- Location: British Columbia
- Coordinates: 52°07′01″N 122°04′19″W﻿ / ﻿52.11694°N 122.07194°W
- Primary inflows: San Jose River
- Primary outflows: Williams Lake River
- Catchment area: 2,240 km^{2} (860 sq mi)
- Basin countries: Canada
- Max. length: 7.2 km (4.5 mi)
- Max. width: 1.3 km (0.81 mi)
- Surface area: 7.2 km^{2} (2.8 sq mi)
- Average depth: 12.2 m (40 ft)
- Max. depth: 24.1 m (79 ft)
- Water volume: 0.088 km^{3} (71,000 acre⋅ft)
- Residence time: ca. 1.9 years
- Surface elevation: 565 m (1,854 ft)
- Settlements: Williams Lake

= Williams Lake (British Columbia) =

Lake in Cariboo Regional District, British Columbia, Canada

Williams Lake is a lake in the city of the same name in the Cariboo region of the Central Interior of British Columbia, Canada. Williams Lake Indian Reserve No. 1, a.k.a. "Sugarcane Reserve" is located around the east end of the lake.
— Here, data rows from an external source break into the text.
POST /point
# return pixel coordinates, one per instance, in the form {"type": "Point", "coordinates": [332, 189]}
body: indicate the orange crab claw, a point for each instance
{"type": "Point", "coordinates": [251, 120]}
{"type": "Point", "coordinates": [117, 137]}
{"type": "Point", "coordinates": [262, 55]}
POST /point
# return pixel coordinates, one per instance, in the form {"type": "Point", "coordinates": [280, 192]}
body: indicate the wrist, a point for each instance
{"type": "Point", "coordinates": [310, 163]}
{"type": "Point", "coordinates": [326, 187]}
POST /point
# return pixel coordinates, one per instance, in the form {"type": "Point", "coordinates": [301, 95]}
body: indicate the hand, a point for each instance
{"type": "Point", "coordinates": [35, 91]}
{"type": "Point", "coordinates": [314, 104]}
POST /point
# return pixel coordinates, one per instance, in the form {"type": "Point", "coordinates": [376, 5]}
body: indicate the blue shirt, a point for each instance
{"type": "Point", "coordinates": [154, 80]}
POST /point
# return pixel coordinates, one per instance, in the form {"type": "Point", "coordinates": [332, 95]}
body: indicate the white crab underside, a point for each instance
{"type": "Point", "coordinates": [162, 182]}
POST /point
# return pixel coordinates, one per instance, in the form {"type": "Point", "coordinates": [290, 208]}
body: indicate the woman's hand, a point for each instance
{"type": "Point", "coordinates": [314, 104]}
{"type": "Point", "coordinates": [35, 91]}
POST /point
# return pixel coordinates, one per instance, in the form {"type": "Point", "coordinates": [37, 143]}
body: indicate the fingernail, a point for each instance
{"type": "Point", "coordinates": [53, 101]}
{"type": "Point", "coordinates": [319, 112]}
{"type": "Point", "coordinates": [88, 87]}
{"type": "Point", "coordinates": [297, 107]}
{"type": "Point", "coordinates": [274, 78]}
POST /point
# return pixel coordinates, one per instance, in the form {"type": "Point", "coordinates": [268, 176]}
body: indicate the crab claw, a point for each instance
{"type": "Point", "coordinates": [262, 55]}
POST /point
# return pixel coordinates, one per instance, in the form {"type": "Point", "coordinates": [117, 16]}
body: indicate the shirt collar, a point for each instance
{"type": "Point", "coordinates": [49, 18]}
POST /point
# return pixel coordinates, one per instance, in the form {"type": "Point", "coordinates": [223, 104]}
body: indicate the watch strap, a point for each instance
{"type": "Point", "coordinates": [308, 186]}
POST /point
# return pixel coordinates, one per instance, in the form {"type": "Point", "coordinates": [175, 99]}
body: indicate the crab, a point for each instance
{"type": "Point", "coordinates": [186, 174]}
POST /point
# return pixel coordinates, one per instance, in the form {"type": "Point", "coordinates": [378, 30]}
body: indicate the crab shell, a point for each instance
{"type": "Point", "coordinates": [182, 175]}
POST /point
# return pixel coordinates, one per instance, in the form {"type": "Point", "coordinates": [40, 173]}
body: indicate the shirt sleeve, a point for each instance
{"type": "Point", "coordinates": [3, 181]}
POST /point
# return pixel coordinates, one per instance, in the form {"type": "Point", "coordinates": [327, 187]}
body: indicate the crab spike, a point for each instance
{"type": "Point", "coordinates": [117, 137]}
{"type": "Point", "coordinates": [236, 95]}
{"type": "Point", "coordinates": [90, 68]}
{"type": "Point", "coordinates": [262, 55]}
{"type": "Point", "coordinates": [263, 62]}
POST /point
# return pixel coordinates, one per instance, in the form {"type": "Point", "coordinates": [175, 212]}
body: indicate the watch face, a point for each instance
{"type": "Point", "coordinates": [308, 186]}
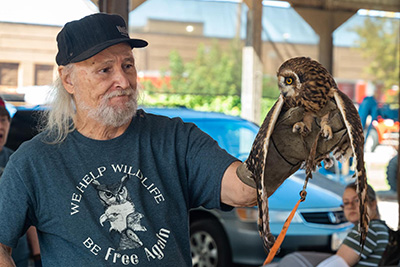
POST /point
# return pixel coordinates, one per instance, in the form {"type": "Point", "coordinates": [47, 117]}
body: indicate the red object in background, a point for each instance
{"type": "Point", "coordinates": [387, 130]}
{"type": "Point", "coordinates": [361, 91]}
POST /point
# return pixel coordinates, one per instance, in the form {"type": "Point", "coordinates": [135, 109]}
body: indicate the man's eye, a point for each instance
{"type": "Point", "coordinates": [129, 66]}
{"type": "Point", "coordinates": [288, 81]}
{"type": "Point", "coordinates": [105, 70]}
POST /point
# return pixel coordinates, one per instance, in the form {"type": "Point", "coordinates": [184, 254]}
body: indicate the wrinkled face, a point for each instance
{"type": "Point", "coordinates": [351, 205]}
{"type": "Point", "coordinates": [104, 86]}
{"type": "Point", "coordinates": [288, 83]}
{"type": "Point", "coordinates": [4, 128]}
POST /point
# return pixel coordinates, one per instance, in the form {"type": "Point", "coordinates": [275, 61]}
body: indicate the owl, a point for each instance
{"type": "Point", "coordinates": [314, 107]}
{"type": "Point", "coordinates": [112, 194]}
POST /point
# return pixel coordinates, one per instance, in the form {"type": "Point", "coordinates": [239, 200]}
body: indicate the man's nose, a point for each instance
{"type": "Point", "coordinates": [122, 78]}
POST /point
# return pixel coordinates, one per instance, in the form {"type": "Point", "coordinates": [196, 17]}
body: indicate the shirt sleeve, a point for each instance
{"type": "Point", "coordinates": [14, 206]}
{"type": "Point", "coordinates": [207, 163]}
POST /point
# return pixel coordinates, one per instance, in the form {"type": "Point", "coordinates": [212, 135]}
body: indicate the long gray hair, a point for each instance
{"type": "Point", "coordinates": [57, 121]}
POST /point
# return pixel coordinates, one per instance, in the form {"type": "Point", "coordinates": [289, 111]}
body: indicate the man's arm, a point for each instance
{"type": "Point", "coordinates": [234, 192]}
{"type": "Point", "coordinates": [5, 256]}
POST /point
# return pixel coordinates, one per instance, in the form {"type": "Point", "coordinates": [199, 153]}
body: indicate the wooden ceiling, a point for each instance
{"type": "Point", "coordinates": [348, 5]}
{"type": "Point", "coordinates": [344, 5]}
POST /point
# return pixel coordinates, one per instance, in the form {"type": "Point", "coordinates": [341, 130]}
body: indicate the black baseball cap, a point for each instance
{"type": "Point", "coordinates": [81, 39]}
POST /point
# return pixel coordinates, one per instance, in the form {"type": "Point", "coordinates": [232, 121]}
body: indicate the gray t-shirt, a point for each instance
{"type": "Point", "coordinates": [21, 252]}
{"type": "Point", "coordinates": [118, 202]}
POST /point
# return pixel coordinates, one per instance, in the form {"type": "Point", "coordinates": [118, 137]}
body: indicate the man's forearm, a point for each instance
{"type": "Point", "coordinates": [5, 256]}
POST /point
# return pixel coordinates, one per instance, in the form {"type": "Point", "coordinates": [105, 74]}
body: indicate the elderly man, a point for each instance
{"type": "Point", "coordinates": [106, 184]}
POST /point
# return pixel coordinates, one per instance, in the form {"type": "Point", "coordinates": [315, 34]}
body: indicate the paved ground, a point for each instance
{"type": "Point", "coordinates": [376, 164]}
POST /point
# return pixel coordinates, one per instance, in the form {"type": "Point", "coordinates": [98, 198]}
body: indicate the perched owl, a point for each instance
{"type": "Point", "coordinates": [311, 119]}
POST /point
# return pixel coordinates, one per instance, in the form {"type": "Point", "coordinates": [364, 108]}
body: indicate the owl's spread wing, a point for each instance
{"type": "Point", "coordinates": [356, 136]}
{"type": "Point", "coordinates": [255, 165]}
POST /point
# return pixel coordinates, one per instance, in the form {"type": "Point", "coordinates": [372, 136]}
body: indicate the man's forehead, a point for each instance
{"type": "Point", "coordinates": [113, 53]}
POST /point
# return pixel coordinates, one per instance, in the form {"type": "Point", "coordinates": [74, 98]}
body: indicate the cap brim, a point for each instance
{"type": "Point", "coordinates": [100, 47]}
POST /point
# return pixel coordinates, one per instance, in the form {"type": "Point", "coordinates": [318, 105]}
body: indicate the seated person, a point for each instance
{"type": "Point", "coordinates": [349, 252]}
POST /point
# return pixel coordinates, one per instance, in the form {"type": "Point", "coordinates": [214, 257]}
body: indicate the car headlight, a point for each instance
{"type": "Point", "coordinates": [280, 216]}
{"type": "Point", "coordinates": [247, 214]}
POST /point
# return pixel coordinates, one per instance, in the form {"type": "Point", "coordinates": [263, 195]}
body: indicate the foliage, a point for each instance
{"type": "Point", "coordinates": [225, 104]}
{"type": "Point", "coordinates": [209, 82]}
{"type": "Point", "coordinates": [379, 41]}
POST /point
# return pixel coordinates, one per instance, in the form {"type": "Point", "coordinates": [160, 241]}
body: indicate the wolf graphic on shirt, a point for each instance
{"type": "Point", "coordinates": [119, 211]}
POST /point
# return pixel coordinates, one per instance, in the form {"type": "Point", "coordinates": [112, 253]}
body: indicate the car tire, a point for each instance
{"type": "Point", "coordinates": [209, 245]}
{"type": "Point", "coordinates": [391, 173]}
{"type": "Point", "coordinates": [372, 141]}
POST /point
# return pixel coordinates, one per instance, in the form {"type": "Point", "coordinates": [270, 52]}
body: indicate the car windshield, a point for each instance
{"type": "Point", "coordinates": [236, 137]}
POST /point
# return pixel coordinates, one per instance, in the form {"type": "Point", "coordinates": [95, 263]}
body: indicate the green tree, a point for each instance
{"type": "Point", "coordinates": [212, 72]}
{"type": "Point", "coordinates": [379, 42]}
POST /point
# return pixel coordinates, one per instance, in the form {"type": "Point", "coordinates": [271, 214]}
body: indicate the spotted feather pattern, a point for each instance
{"type": "Point", "coordinates": [306, 83]}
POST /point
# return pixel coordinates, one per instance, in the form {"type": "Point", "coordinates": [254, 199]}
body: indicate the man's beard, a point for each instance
{"type": "Point", "coordinates": [111, 115]}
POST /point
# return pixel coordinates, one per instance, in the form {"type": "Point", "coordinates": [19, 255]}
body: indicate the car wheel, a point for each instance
{"type": "Point", "coordinates": [391, 173]}
{"type": "Point", "coordinates": [209, 245]}
{"type": "Point", "coordinates": [371, 141]}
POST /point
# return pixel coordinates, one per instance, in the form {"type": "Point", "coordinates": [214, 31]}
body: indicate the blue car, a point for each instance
{"type": "Point", "coordinates": [223, 238]}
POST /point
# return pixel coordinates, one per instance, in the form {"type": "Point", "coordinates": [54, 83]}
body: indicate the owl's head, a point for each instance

British Columbia provincial highway 97, the Cariboo Highway, runs along the lake's northern side.

It is fed by the northwest-flowing San Jose River and drained to the Fraser River via the Williams Lake River.

==Climate and Hydrography==
Williams Lake has relatively lower water temperatures, because of its lower elevation compared to other lakes on the Cariboo Plateau.